Judge of the High Court
- In office 21 July 1999 – 12 October 2004
- Nominated by: Government of Ireland
- Appointed by: Mary McAleese

Personal details
- Born: 5 May 1950 (age 76) Dublin, Ireland
- Parent: Aindrias Ó Caoimh (father);
- Relatives: Brian Ó Cuív (uncle); Éamon Ó Cuív (cousin);
- Education: University College Dublin; King's Inns;

= Aindrias Ó Caoimh (judge) =

Irish judge

Aindrias Ó Caoimh (born 1 April 1950) is a retired Irish judge who has served as a Judge of the European Court of Justice from 2004 to 2015. He previously served as a Judge of the High Court from 1999 to 2004.

He is a son of Aindrias Ó Caoimh, who was twice Attorney General of Ireland and who was also a Judge of the European Court of Justice from 1974 until 1985.
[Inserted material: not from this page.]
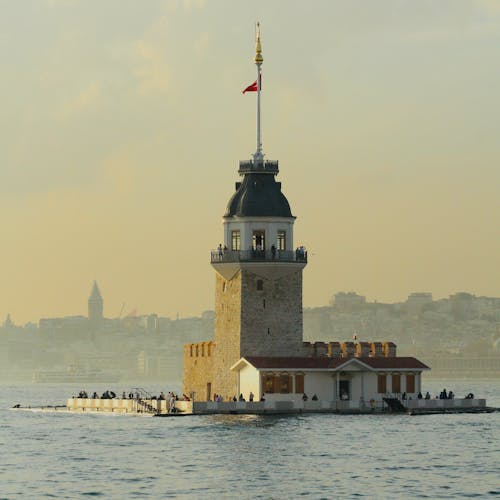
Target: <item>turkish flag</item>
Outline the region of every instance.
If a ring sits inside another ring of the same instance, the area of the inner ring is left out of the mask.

He was educated at University College Dublin and King's Inns. He was called to the Bar in 1972 and became a Senior Counsel in 1994. He was a lecturer in European Law at King's Inns.

He was appointed to the European Court of Justice on 13 October 2004. Ó Caoimh seated as Judge-Rapporteur in several cases such as Deutsche Telekom AG v Commission and Dyson v Registrar of Trade Marks.

His uncle Brian Ó Cuív was the son-in-law of Éamon de Valera.